A powerful hierarchical error correction principle

A powerful and general hierarchical principle of error correction and Invariance

In working with Sparsey, I've discovered an extremely important principle of information representation/processing with substantial consequences on error correction and invariance. The principle explicitly involves hierarchy. In words, the basic idea is that when there are multiple sources of evidence [i.e., activation patterns in coding fields (CFs), which we call "macs"], each representing a probability distribution over an event space, which influence a downstream probability distribution over another event space [represented by an activation pattern in the downstream (i.e., target) CF], the correctness of the estimate in the downstream distribution is generally higher than the average correctness of the upstream (source) distributions. Another way of saying this, which is specific to Sparsey's use of SDCs as the representations of the probability distributions, is: correctly active units (black, in the figures below), across the multiple source macs that provide input to a final common target mac are necessarily 100% correlated with each other, whereas incorrectly active units (red) are in general <100% and often <<100% correlated, or uncorrelated or anticorrelated with each other. Fig. 1 shows an example of the principle.

Why is this? Why are correctly active unts across multple course macs necessarily 100% correlated? It's because Sparsey's overall learning rubric is single-trial. That is, Sparsey assigns codes (SDCs) to inputs with single trials. These codes are permanent: they do not change over time. Thus, when the learning instance ("trained association") depicted in the figure occurs, the weights from all active (black) units in all three input macs to all active units in the target mac are set to 1. That is the formation (storage) of the association. That association is ground-truth: the three codes in the input macs and the code in the target mac are, by definition, correct, since this is essentially a storage event, i.e., of an "episodic" memory. All 15 black units in the three independent input macs become 100% correlated, i.e., entangled, in that storage event. The mechanism of their entanglement is the correlated physical setting of their efferent weights onto the units comprising the common target code.

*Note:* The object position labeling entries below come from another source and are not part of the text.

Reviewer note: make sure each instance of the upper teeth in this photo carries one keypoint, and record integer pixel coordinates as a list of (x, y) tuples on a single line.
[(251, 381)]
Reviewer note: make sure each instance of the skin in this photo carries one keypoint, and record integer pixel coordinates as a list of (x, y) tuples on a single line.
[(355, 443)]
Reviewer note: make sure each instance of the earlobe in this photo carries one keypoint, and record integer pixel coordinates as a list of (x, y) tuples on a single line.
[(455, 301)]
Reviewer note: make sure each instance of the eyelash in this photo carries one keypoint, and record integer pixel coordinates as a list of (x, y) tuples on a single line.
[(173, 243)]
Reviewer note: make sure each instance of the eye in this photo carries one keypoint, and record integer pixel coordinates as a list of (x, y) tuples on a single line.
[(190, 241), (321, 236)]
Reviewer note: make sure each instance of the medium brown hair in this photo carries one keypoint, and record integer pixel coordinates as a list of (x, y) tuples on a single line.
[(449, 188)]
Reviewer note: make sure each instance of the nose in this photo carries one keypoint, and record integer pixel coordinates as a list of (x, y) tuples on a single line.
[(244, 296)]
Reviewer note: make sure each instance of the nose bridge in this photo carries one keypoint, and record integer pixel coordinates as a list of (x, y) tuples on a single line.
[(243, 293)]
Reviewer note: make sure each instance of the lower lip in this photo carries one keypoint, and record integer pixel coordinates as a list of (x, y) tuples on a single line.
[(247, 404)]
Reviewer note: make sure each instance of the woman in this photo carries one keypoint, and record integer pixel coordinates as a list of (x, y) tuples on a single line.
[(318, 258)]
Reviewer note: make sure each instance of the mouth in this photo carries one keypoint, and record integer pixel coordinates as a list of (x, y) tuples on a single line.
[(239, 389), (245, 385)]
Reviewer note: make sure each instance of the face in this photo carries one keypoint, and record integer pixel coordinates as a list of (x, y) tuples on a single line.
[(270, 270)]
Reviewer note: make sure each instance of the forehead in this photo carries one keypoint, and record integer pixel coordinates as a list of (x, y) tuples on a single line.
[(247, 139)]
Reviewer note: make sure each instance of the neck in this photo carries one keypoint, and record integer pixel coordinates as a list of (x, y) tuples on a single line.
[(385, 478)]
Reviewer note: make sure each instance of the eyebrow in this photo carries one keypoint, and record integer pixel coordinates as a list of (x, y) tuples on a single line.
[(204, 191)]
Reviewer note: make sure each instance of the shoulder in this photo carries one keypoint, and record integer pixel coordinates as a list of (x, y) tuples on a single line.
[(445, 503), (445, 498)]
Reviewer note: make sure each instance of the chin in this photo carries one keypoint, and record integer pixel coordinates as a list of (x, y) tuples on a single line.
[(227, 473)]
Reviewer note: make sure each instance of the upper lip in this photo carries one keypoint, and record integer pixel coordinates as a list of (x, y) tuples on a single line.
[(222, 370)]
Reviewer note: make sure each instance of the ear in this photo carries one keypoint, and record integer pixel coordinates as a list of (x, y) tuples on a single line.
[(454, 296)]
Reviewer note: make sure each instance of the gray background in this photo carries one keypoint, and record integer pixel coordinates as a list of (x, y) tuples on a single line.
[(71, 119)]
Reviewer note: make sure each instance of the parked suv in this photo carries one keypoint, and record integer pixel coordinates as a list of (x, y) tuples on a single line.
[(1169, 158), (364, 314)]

cross mac correlation error correction principle

Having learned (stored) this one association, suppose we present a new input to the model. Note we are not depicting the actual raw sensory input field. Such field would be input to the level comprised of the three "input" macs shown here. Anyway, suppose this new input is similar to the input that gave rise to the initial three mac codes that occurred in the training instance, but not exactly the same. In this case, we can assume that the codes that arise in the three input macs in this case will be similar to, but not exactly the same as, the codes that arose in these macs in the training instance. Hence, we depict codes with varying degrees of overlap (intersection) with the original codes, e.g., 60%, 60%, and 40%. The crucial thing to see here is that during the learning instance, the eight black input units in the test instance (second row of first figure) will all have had their weigts onto the 5 active target units increased to 1. Thus, on the test instance, each of these 5 target units, i.e., the "correct" ones, will have input summations of 8.

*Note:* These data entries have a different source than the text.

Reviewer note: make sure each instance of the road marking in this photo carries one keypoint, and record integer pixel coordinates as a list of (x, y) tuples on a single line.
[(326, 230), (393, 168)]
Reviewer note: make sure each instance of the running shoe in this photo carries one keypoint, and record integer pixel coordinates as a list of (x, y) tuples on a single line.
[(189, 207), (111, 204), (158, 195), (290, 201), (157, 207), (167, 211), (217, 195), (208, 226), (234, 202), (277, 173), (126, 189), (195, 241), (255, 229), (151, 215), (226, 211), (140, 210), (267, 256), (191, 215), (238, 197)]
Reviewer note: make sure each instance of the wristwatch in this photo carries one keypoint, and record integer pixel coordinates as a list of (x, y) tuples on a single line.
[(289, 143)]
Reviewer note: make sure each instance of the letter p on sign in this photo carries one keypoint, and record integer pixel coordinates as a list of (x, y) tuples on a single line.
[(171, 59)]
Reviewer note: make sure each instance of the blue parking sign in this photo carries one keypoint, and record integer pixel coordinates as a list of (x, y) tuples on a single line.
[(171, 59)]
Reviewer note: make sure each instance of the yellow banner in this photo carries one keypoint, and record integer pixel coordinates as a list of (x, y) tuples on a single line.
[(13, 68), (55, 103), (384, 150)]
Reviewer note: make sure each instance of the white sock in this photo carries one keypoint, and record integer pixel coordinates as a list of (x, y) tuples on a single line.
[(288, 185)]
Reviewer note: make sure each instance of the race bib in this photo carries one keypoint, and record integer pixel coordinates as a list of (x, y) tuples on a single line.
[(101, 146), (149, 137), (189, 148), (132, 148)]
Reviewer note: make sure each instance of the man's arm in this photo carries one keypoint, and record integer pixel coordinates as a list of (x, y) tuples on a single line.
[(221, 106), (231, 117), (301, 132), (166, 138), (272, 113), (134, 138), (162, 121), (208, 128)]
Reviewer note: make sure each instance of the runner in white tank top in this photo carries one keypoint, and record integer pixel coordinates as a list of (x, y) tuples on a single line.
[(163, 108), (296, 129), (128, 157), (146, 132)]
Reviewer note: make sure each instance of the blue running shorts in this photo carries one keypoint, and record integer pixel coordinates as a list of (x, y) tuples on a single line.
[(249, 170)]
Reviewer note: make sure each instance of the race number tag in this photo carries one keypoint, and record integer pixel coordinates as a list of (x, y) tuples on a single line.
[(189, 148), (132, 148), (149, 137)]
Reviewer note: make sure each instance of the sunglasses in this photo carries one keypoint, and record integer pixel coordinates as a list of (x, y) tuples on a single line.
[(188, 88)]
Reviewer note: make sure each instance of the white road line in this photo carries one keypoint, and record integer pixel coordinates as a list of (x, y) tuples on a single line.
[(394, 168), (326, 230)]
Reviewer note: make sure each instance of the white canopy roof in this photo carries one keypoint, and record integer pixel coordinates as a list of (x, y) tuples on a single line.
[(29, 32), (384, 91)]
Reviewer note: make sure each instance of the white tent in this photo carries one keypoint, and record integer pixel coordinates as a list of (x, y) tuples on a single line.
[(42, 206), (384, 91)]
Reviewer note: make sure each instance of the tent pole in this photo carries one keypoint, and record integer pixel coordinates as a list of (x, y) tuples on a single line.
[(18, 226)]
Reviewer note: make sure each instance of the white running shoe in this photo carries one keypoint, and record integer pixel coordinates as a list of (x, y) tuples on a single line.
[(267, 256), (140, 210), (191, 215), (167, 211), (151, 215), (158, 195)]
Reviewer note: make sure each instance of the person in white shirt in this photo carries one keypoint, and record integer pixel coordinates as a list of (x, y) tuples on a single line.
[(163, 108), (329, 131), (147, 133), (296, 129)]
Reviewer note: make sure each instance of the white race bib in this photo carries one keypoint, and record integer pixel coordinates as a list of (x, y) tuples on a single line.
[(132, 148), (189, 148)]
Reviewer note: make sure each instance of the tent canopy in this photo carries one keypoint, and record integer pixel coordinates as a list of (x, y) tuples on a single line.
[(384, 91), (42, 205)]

Now consider, one of the "incorrect" (red) input units. By definition, it was not active during the traning instance. So it will not have undergone the same efferent weight increases (i.e. onto the 5 active target units) in the training instance. Now, we assume that other associations will have been stored. In general, that red unit may have been (correctly) active in one or more of those other training instances. In those other instances, in general, some other set of 5 active target units will have been active. Though it can also be that in any of those intances, one or more of the 5 target units chosen for the first (depicted) training instance here, may also have been active. In any case, in those other training instances, said red unit will in general have increased its weights onto other of the target units besides the 5 active units in the depicted training instance. Thus, in the test istance depicted, such red units will in general be contributing to increasing the input summations of incorrect target units. But, crucially, the effects (influences upon the target unit summations) of any one red cell will not be 100% correlated, and will usually be much much less correlated or even anticorrelated, with the effects of any of the other red units, not only with red units in other input macs, but with other red units in its own mac. So that's it. That's the principle. It's explicitly a hierarchical principle.

The below figure explicitly compares a model (left) where the principle is operative becasue there are multiple input fields (macs) to a model (right) where the principle cannot be operative since there is only a single input mac.

I have plenty of examples from actual simulation that demonstrate this principle in action, and having very strong effects. I'll post them soon. And, when I do, I'll also elaborate on how this principle really constitutes an extremely powerful and general principle for invariance, in particular, for part-invariance, i.e., for recognizing entities invariant to which or how many of their parts are present in a given instance.